Personal details
- Born: February 12, 1743 Bertie County, North Carolina
- Died: September 25, 1797 (aged 54) Martin County, North Carolina
- Allegiance: United States of America
- Branch: North Carolina millita
- Rank: Colonel
- Unit: Martin County Regiment North Carolina militia

= Whitmell Hill =

American politician

Whitmell Hill (February 12, 1743 - September 26, 1797) was an American planter from Martin County, North Carolina and commander of the Martin County Regiment of the North Carolina militia during the American Revolution. He was a delegate for North Carolina to the Continental Congress from 1778 to 1780 and served as Speaker of the North Carolina House of Commons in 1778.

==Early life==
Whitmell was the son of a John and Martha Hill, and was born in Bertie County, North Carolina. In 1760 he graduated from the University of Pennsylvania and returned to North Carolina to begin developing his own plantation, Hill’s Ferry, in what was to become Martin County when it was established in 1774.

==Service in the American Revolution==
Service record:
- Lt. Colonel in the Martin County Regiment of the North Carolina militia (1775-1778)
- Colonel over the Martin County Regiment of the North Carolina militia (1778 & 1781-1783)
- North Carolina delegate to the Continental Congress (1778-1780)

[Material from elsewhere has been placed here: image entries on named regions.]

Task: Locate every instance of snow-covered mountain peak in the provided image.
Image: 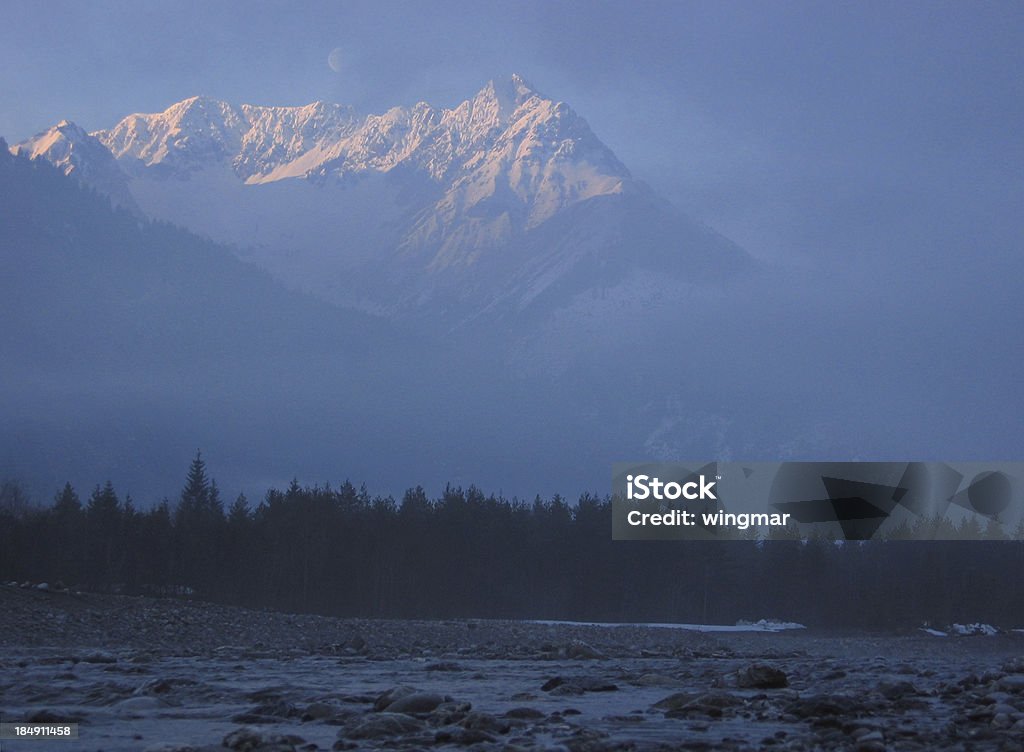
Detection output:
[10,120,136,209]
[469,74,542,126]
[17,75,749,316]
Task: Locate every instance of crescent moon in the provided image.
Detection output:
[327,47,342,73]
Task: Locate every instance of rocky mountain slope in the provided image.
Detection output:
[14,76,745,322]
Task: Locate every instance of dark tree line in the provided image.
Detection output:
[0,456,1024,628]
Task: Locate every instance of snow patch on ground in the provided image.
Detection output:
[528,619,807,632]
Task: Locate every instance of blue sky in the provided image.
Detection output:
[0,0,1024,265]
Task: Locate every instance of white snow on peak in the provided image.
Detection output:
[10,120,136,209]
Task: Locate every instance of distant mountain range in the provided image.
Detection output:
[12,76,748,326]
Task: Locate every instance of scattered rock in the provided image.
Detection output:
[221,728,305,752]
[505,707,544,720]
[339,713,426,739]
[736,663,790,690]
[386,692,452,715]
[565,639,604,660]
[374,686,417,713]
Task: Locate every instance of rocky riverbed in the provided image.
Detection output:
[0,586,1024,752]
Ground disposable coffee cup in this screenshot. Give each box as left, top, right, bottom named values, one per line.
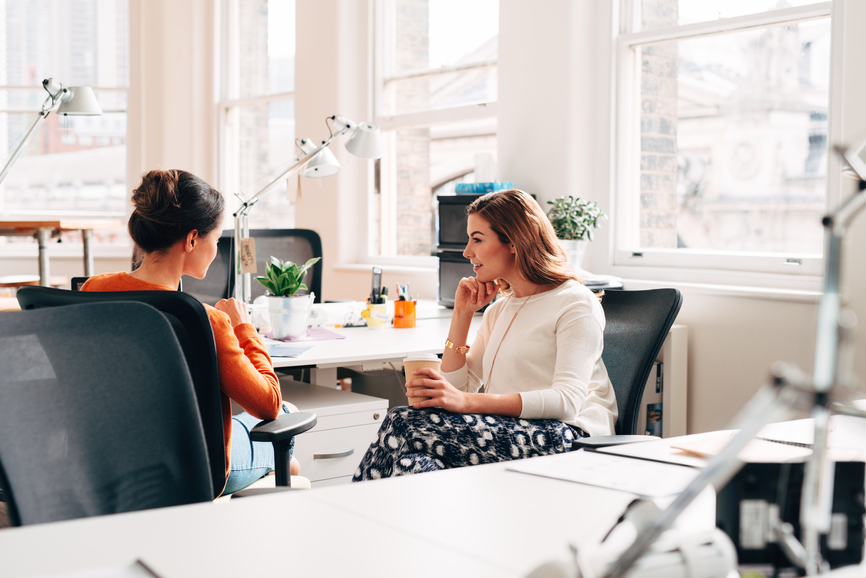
left=403, top=353, right=442, bottom=405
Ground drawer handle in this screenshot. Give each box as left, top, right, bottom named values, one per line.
left=313, top=448, right=355, bottom=460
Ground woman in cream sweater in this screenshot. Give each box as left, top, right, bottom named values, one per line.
left=353, top=190, right=617, bottom=481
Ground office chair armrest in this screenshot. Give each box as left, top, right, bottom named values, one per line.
left=250, top=412, right=317, bottom=487
left=232, top=486, right=296, bottom=500
left=250, top=412, right=317, bottom=442
left=571, top=435, right=661, bottom=450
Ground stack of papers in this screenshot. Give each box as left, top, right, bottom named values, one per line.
left=262, top=337, right=316, bottom=357
left=508, top=444, right=699, bottom=498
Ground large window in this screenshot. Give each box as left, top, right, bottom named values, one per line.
left=0, top=0, right=129, bottom=245
left=615, top=0, right=832, bottom=275
left=218, top=0, right=298, bottom=228
left=370, top=0, right=499, bottom=257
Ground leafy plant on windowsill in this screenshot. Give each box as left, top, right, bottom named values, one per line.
left=256, top=256, right=321, bottom=297
left=547, top=195, right=607, bottom=241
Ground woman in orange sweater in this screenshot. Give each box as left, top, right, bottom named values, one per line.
left=82, top=170, right=299, bottom=494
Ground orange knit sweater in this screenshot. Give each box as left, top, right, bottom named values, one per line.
left=81, top=272, right=283, bottom=486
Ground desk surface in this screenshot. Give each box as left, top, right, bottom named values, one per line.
left=0, top=454, right=715, bottom=578
left=272, top=314, right=481, bottom=368
left=0, top=219, right=121, bottom=232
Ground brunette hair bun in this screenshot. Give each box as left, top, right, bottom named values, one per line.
left=127, top=170, right=225, bottom=253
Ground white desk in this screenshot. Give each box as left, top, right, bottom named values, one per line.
left=273, top=309, right=481, bottom=386
left=0, top=454, right=715, bottom=578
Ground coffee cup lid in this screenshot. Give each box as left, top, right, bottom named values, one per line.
left=403, top=353, right=441, bottom=363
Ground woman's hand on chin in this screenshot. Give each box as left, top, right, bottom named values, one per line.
left=406, top=367, right=472, bottom=413
left=454, top=277, right=499, bottom=313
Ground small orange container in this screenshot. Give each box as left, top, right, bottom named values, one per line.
left=394, top=301, right=415, bottom=329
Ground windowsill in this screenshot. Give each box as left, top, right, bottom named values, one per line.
left=333, top=263, right=439, bottom=275
left=598, top=266, right=823, bottom=303
left=622, top=278, right=821, bottom=303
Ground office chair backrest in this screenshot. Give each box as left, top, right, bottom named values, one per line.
left=182, top=229, right=324, bottom=305
left=0, top=302, right=213, bottom=525
left=601, top=289, right=682, bottom=435
left=17, top=287, right=226, bottom=497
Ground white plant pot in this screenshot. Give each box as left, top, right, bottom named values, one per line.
left=559, top=239, right=589, bottom=275
left=268, top=294, right=315, bottom=339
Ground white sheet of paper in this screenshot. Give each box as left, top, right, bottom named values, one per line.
left=508, top=450, right=700, bottom=498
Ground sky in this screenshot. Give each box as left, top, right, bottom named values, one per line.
left=429, top=0, right=499, bottom=68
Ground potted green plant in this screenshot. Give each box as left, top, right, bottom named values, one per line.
left=547, top=195, right=607, bottom=273
left=256, top=256, right=321, bottom=339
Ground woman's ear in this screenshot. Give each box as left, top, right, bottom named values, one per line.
left=183, top=229, right=199, bottom=253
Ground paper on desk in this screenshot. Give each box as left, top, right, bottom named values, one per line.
left=508, top=450, right=699, bottom=498
left=41, top=560, right=159, bottom=578
left=262, top=337, right=316, bottom=357
left=671, top=429, right=864, bottom=463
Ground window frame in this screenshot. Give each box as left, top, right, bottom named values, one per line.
left=0, top=2, right=130, bottom=259
left=364, top=0, right=498, bottom=268
left=214, top=0, right=297, bottom=217
left=610, top=0, right=843, bottom=291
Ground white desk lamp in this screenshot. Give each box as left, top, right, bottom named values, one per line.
left=232, top=115, right=385, bottom=304
left=0, top=78, right=102, bottom=183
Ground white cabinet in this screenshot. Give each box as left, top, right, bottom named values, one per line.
left=280, top=376, right=388, bottom=488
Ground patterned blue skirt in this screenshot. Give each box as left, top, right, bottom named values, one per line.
left=352, top=406, right=580, bottom=482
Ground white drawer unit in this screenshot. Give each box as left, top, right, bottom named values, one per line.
left=280, top=376, right=388, bottom=488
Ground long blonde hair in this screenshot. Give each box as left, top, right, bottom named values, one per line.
left=466, top=189, right=582, bottom=290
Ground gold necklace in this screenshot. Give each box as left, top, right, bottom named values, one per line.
left=481, top=285, right=541, bottom=393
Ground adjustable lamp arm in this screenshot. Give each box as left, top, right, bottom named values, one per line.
left=0, top=78, right=78, bottom=183
left=233, top=115, right=384, bottom=303
left=234, top=115, right=355, bottom=218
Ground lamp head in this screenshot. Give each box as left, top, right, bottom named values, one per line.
left=346, top=122, right=385, bottom=159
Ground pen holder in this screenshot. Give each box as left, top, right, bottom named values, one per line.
left=394, top=301, right=415, bottom=328
left=367, top=303, right=389, bottom=327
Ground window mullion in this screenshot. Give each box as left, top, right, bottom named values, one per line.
left=620, top=2, right=833, bottom=46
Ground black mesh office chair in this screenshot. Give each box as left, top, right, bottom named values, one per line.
left=574, top=289, right=683, bottom=447
left=0, top=302, right=214, bottom=525
left=17, top=287, right=316, bottom=490
left=181, top=229, right=324, bottom=305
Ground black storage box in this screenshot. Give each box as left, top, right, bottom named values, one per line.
left=716, top=462, right=866, bottom=569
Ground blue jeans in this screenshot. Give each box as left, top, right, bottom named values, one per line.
left=222, top=406, right=295, bottom=496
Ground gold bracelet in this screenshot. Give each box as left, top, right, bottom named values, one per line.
left=445, top=339, right=469, bottom=353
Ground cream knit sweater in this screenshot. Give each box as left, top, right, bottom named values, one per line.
left=443, top=281, right=617, bottom=436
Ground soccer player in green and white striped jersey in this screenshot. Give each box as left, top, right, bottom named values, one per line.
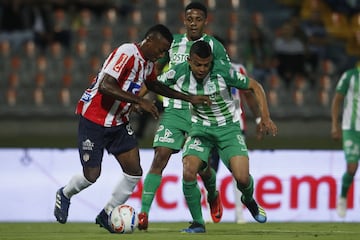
left=138, top=2, right=230, bottom=230
left=331, top=64, right=360, bottom=218
left=162, top=41, right=277, bottom=233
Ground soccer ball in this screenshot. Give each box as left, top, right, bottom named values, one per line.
left=110, top=204, right=138, bottom=233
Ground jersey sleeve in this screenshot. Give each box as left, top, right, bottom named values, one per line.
left=103, top=48, right=135, bottom=79
left=212, top=38, right=230, bottom=64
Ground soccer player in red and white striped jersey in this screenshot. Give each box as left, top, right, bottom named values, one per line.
left=54, top=24, right=211, bottom=232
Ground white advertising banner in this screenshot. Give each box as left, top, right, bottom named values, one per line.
left=0, top=149, right=360, bottom=222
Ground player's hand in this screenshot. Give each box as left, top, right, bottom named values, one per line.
left=129, top=103, right=142, bottom=114
left=139, top=99, right=160, bottom=119
left=256, top=121, right=264, bottom=140
left=258, top=118, right=278, bottom=136
left=190, top=95, right=211, bottom=106
left=331, top=126, right=342, bottom=140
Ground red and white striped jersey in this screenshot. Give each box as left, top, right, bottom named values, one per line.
left=76, top=43, right=156, bottom=127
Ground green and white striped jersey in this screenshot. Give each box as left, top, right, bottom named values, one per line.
left=336, top=68, right=360, bottom=131
left=158, top=34, right=230, bottom=109
left=163, top=60, right=249, bottom=126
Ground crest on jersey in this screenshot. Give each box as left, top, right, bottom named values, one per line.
left=166, top=69, right=176, bottom=79
left=113, top=53, right=129, bottom=72
left=236, top=72, right=246, bottom=82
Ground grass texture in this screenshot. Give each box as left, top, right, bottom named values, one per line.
left=0, top=222, right=360, bottom=240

Hill supported the rising revolutionary sentiment, and when the Martin County Regiment of the North Carolina militia was organized he was named its Lieutenant Colonel, and was later its Colonel in 1778. When the revolutionary North Carolina Provincial Congress met in 1775-1776 he represented Martin County. Then, in 1776 he was advanced to the Provincial Council to represent the Edenton district. During this time he was also a member of the local Committee of Safety.

==Political career==
Once North Carolina wrote its new Constitution, Hill was elected to the state Senate, and served as speaker in 1778. Later that year the Assembly named him as one of the state's delegates to the Continental Congress. He was returned to the Congress until 1781, when the term limit imposed by the state constitution prevented his reappointment. He was re-elected to the state Senate in 1783, 1784, and 1788. In 1788 he was also a delegate to North Carolina's Hillsborough Convention to consider ratification of the U.S. Constitution. His outspoken support helped strengthen the forces that ultimately completed ratification the following year in Fayetteville.

==Death==
Hill died and was buried at his home, Hill’s Ferry, in northwestern Martin County. In 1887 his grave was moved to the Trinity Cemetery, near Scotland Neck in Halifax County, North Carolina.